アメリカ人の報復
出典: フリー百科事典『ウィキペディア(Wikipedia)』 (2021/10/01 15:03 UTC 版)
「サンディエゴ計画」の記事における「アメリカ人の報復」の解説
メキシコ国内では米国軍を追い払ったと宣伝が行われ、民衆は一時的には溜飲を下げたが、米国内に居住するメキシコ人や米国籍を持つ元メキシコ人は想像を絶する辛酸をなめることになった。 この期間中、軍が襲撃者を制圧・追跡する一方で、各州においては警察や新たに結成された自警団が治安維持を行った。治安維持とは主に襲撃者に対する内通者の摘発を意味した。襲撃者に情報提供した、武器や食料を供与した、果ては襲撃者の一団が通り過ぎるのを見過ごしたなどの罪状でメキシコ人およびメキシコ系アメリカ人達は裁判なし、あるいは行われたとしてもごく簡単な審理をもって大多数が死刑判決を受け処刑された。 特にテキサス州ではテキサス・レンジャーが大増員されテキサス州内の「治安維持」にあたったが、「法の執行官」とは名ばかりの「ならず者」も多数含まれ、特に米国内に土地を持つ住民らに対してあらぬ嫌疑で処刑を次々に行い、結果としてこれら不動産を強奪していった。

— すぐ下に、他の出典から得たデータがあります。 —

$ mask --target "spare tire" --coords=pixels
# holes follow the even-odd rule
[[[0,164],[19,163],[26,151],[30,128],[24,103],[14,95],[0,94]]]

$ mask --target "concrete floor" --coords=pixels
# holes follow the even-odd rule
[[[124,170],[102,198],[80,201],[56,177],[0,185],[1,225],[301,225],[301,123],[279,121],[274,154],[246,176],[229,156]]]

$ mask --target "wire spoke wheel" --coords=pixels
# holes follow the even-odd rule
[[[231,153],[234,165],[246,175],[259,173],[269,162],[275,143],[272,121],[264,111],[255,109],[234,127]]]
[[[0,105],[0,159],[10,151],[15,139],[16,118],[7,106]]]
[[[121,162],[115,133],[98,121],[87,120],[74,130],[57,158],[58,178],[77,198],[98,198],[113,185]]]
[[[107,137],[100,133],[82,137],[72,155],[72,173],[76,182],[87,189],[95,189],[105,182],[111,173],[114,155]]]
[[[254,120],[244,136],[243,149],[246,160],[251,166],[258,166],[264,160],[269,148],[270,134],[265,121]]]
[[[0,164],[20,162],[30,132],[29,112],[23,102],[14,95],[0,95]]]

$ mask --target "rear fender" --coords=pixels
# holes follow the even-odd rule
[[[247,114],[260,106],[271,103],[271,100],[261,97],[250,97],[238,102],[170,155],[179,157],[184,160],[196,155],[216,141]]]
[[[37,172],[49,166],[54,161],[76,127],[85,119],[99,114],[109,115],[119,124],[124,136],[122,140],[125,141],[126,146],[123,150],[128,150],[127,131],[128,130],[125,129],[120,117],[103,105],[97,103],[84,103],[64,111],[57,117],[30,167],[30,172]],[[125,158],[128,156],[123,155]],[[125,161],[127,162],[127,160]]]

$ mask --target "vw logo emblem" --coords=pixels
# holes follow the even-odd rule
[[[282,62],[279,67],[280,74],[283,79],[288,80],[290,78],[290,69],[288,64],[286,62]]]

このテキサス・レンジャーの行状の酷さは以下のことから容易に想像ができる。 後日の連邦議会による調査で判明しただけでも、南テキサス地域においてメキシコ人あるいはメキシコ系アメリカ人が1年半の間に300人以上、裁判無しで処刑された。 (アメリカ正規軍である)陸軍をして、「彼らと行動を共にすることによって自分達の評判に傷が付く」と心配し、テキサス・レンジャーとの関わりを避けるようになった。 結果として、米アメリカ人の死者は民間人と軍人を合わせてテキサス州内で20人ほど、全米で百数十名に対し、メキシコ系死者は正確な調査はないものの数千人に及んだと推測されている。